Why Ocean Spray’s cooperative business model is getting a second look
Ocean Spray is certainly having a moment — and so is its business model.
A recent TikTok video catapulted Ocean Spray, a 90-year-old cranberry company, to viral fame. But lost in the organic marketing moment is another fact: Ocean Spray is one of America’s oldest — and largest — retail coops. Since its founding, a network of 700 farmers have owned and run the company.
With many businesses in turmoil as a result of the coronavirus, more people are looking toward alternative, less capitalistic business structures. A number of businesses are turning to the cooperative model to stay afloat, while a group of incubators want to shepherd forward bigger coops that they believe can form the backbone of a more sustainable economy.
Coops on the scale of Ocean Spray are still rare.

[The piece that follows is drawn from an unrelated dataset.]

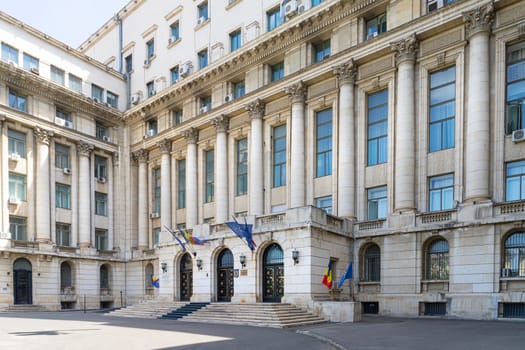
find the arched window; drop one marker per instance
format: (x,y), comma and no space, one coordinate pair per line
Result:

Many of the largest — like Ace Hardware, Cabot Creamery and Blue Diamond Almonds — formed in the first decades of the 20th century. But Melissa Hoover, the director of the worker cooperative advocacy group Democracy at Work Institute, said that another coop boom has simmered in recent years.
One major reason for the renewed interest in coops is generational change. Baby boomers own nearly half of small businesses, but 80% don’t have a plan for who will succeed them. As a result, Hoover said, most end up closing their doors once the owner retires. “Covid has brought all of that into really sharp focus,” Hoover said. “You see main streets everywhere shut down.” Especially when they have older owners, “if those businesses go out of business today, they don’t come back.”
For those struggling small businesses, her organization has pushed another option: Sell to your workers. Thanks to Hoover, cities are starting to listen. Last year, Miami, San Francisco and Berkeley set up programs to financially support business owners that want to transition to a coop model as they head toward retirement. And this year, a coalition of nonprofits, in partnership with the city council, rolled out an emergency help line for New York City businesses on the brink of closure. In exchange for letting workers buy into the company, the city will offer an infusion of extra cash.
Another new player is the Main Street Phoenix Project, an organization that buys restaurants reeling from the coronavirus pandemic and transfers ownership to workers. The Main Street Phoenix Project plans to buy 25 restaurants over the next two years.
Hoover’s focus — like the Main Street Phoenix Project’s — is on businesses much smaller than the Ocean Sprays of the world. But to work, coops don’t have to be small. Start.coop, an investment and mentorship accelerator founded last year, is focusing on finding the next big, scalable coop.
In its first year, Start.coop funded an agtech company called Forty Acre Co-op that sells hemp seeds, a tempeh producer called Tootie’s Tempeh and a patient-centered medical research company named Savvy Cooperative.
Greg Brodsky, a cofounder of Start.coop, said he took inspiration from a flurry of large-scale coops that have hit the scene in recent years. One is Stocksy, a Canada-based stock photo platform owned and run by over 900 member photographers. Brodsky himself helped to develop The Bike Cooperative, a group of more than 250 bike retailers that buy together in bulk and share other operating costs.
Companies of this size are still rare, and that’s because of the economic realities of the 21st century. Coops like Ocean Spray opened their doors when the US economy didn’t have the same level of consolidation as today. “It’s not just the wide open terrain that there was when Ocean Spray formed,” said Greg Brodsky, a cofounder of Start.coop.
Another complication for startups is that venture capital just isn’t set up to promote sustainable cooperative businesses. Most VCs invest with the expectation of an exit plan. In order to get a return on investment, they hope that companies will either sell to a larger corporation or file to go public.
Meanwhile, retail startups have become more dependent on raising venture capital, with DTC startups like Away and Warby Parker leading the way. But that growth-at-all-costs model looks increasingly unsustainable, and many are facing a reckoning. “The companies we’re creating are the exact opposite of that,” said Brodsky. “We’re creating companies that are predicated on longterm ownership.”
It’s in fact these types of condition that led to Ocean Spray’s model in the first place. In the years before Ocean Spray launched, cranberry farmers were in crisis. Surpluses had sent the price of cranberries spiraling. So in 1930, at the outset of the Great Depression, a group of three growers joined forces to help stabilize the prices. Together, the growers sought new ways to sell surplus or unusable cranberries.
Start.coop is still small, but it seems to be entering the business at the right moment. This year, its co-director Jessica Mason said, “we are see increasing interest.” The pandemic, plus an economy that continues to consolidate around just a few corporations, is forcing people to ask: What if workers owned that struggling bookstore down the street? Or what if users were in charge of Amazon or Facebook?
“We’ve been in conversations with folks in which there’s clearly talk about the fact that it’s time to redesign our economy — it’s time to figure out what’s the new economy and how do we build back,” she said.